There are many words to describe the Dorset town of Shaftesbury and its immediate environs. Flat is not one of them.
But as I ascend with unexpected ease the aptly named ‘zig zag’ hill on the town’s outskirts and conquer the cobbled ramp of the iconic Gold Hill (made famous by the Hovis commercial) en route to the town centre, other adjectives spring to mind: satisfying, rewarding, achievable.
On Sunday April 1, with the WorldTour peloton focussed on the cobbled climbs of Flanders, hundreds of amateur cyclists will tackle Gold Hill on a ride appropriately named The Joker. Far from being April fools, the keen-as-mustard applicants for this early season sportive may be signing up for a real treat.

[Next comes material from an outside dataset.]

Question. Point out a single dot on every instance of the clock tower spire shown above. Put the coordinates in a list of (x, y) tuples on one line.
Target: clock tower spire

Four routes (80km, 91km, 100km, and 120km), all starting and finishing at Salisbury Racecourse, will take the riders through the Cranborne Chase and West Wiltshire Downs Area of Outstanding Natural Beauty.
“When we saw the calendar, we thought there’s no way we’re not doing an event that day,” smiles Martin Harrison of organisers, Southern Sportive, as we spin along one of several pretty back roads surrounding Shaftesbury.
Those brave enough to accept the Jokers Challenges offered by Southern Sportive will find themselves on more demanding sections of the course – Gold Hill, for example. The Fools Choices could be a mixed blessing. Short cuts offered without penalty, a clue to their true nature may lie in the title.
Conversation stops for a steep climb from Fontmell Magna to the A350. A short spin of about two-miles along this main road takes us past the turning for the Compton Abbas air field, before a right turn leads us to another hill. This time, it’s pointing downwards, testing the nerves and brakes rather than legs and lungs.
Brake pads aglow, we turn right again on to a narrow back road, pass a small number of pretty cottages, and exit the village near the foot of a hill known locally as ‘zig zag’: a series of hairpin bends that prove unexpectedly easy to ascend. As we emerge from the tree-lined climb to stunning views of Dorset and Somerset, I’m feeling pretty pleased with myself and half expecting to see my name chalked on the road.
We’re pressed for time and so double back on ourselves, descending ‘zig zag’ hill on the way back to Shaftesbury, emerging at the foot of Gold Hill: another unexpected pleasure. Determined to avoid a shaming dismount and a cleats-on-cobbles scrabble to the summit, I grit my teeth and steel myself for the sort of effort I imagine would be necessary to conquer the Angliru. Intermittent wheel spins do little for my confidence, but when I finally allow myself to look up, I realise I’ve done so just in time, and narrowly avoid pedaling straight into the café at the top of the hill. The café’s alfresco diners politely applaud my efforts, further increasing my satisfaction.
April fools? Hardly. Riders preparing to see in April surrounded by beautiful countryside could well have the last laugh. Those missing out may find the joke’s on them.